Outstanding performance in virtual environments is critical. We develop deep understanding of core processing within an operating systems; how virtual machines compete for resources; and how hypervisors allocate resources to get performance. Our close partnerships with hypervisor vendors (including ourselves!) assures the depth. On the hypervisor side, our participation in the open source XEN community makes sure that we tune and optimize the performance of the XEN hypervisor based on this understanding.
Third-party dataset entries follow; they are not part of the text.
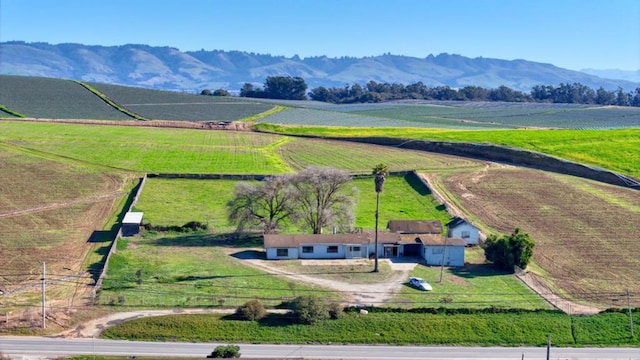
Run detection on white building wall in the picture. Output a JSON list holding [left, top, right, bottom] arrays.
[[422, 245, 464, 266], [267, 248, 298, 260], [448, 224, 480, 245]]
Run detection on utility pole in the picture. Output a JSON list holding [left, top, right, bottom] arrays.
[[42, 261, 47, 329], [440, 237, 447, 284], [627, 289, 633, 338]]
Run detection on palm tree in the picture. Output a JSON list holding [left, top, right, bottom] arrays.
[[371, 164, 389, 272]]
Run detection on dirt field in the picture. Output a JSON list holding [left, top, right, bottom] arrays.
[[0, 149, 126, 327], [443, 167, 640, 307]]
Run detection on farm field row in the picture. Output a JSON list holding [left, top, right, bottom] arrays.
[[0, 75, 131, 120], [0, 75, 275, 121], [257, 124, 640, 178], [261, 100, 640, 129], [0, 121, 475, 174], [0, 147, 130, 308], [439, 168, 640, 307]]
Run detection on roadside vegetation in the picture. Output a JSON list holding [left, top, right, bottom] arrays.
[[0, 77, 640, 346], [103, 308, 640, 346]]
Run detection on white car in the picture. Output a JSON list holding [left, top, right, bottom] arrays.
[[409, 277, 433, 291]]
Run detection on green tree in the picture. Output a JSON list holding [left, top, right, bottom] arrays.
[[484, 228, 535, 271], [289, 295, 330, 325], [371, 164, 389, 272], [236, 300, 267, 321]]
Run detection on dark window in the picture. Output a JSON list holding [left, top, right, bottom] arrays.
[[276, 249, 289, 256]]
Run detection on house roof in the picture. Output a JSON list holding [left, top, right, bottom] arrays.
[[122, 211, 144, 225], [387, 220, 442, 234], [447, 217, 477, 229], [417, 234, 467, 246], [264, 232, 399, 248]]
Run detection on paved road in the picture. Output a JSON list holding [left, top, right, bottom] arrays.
[[0, 337, 640, 360]]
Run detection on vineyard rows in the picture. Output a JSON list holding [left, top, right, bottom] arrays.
[[0, 76, 131, 120]]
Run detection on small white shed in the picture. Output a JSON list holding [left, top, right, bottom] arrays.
[[447, 217, 480, 245], [121, 211, 144, 236]]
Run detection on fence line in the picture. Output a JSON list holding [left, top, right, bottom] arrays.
[[92, 174, 147, 302]]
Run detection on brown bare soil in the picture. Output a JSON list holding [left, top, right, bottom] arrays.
[[443, 167, 640, 308], [0, 149, 125, 328]]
And, to be sure, there is considerable work in working with the community to optimize for a physical desktop or server as well.

Appliances

Full enterprise operating systems are too feature-rich for certain deployments. We need a single Linux distribution which provides the richness when needed—and slims down when all customers need is Just Enough Operating System (JeOS) to run an application. That involves a careful analysis of each function and retaining only the core features that are needed. This innovative approach has led us to provide a variation—SUSE Linux Enterprise JeOS which removes unnecessary functions for appliances. Plus, we have an associated toolkit that allows customers to leverage the scale from turnkey to feature-rich.

Hardware Exploitation

The open source community works together to exploit new hardware features. This is a superior approach to conventional proprietary operating systems. With proprietary operating systems, a hardware vendor (for processors, storage, networks, etc.) might create an innovative new feature to address some current problem. But then it takes a long time until this is surfaced through the operating system. With the Linux kernel’s rapid development cycle, hardware vendors can see to it that the advanced hardware features are supported and exploited faster, and make their new features available to customers more quickly. SLE 11 features enhancements in virtualization and power management as two key examples of this. The “green” or power management innovations include having granular power profiles and tickless idle.

Mono

In the UNIX/Linux world, applications focus on the Java stack. However, the .Net stack is popular in Microsoft environments, and we have always believed that .Net developers will find more value in being able to run their applications on Linux. Mono allows companies to retain their investment in .Net applications by deploying them on Linux with minimal changes.

We’re continually impressed by Miguel de Icaza and the entire Mono community—to see how quickly they add Mono features. It has reached the level of maturity that we are supporting SLE Mono Extension as an innovative, supported version of Mono.

Summary

SLE 11 sets a new standard in business value for Linux. Numerous other initiatives within Novell, such as our ISV initiative are examples of how we add business value. But it is important to also acknowledge the open source innovation that goes into SLE.

Whether we view this from the breadth of “the power of the community”, or we look at specific innovations such as optimization, appliances, hardware support, and Mono—we have clear re-affirmation of the value of community developed software.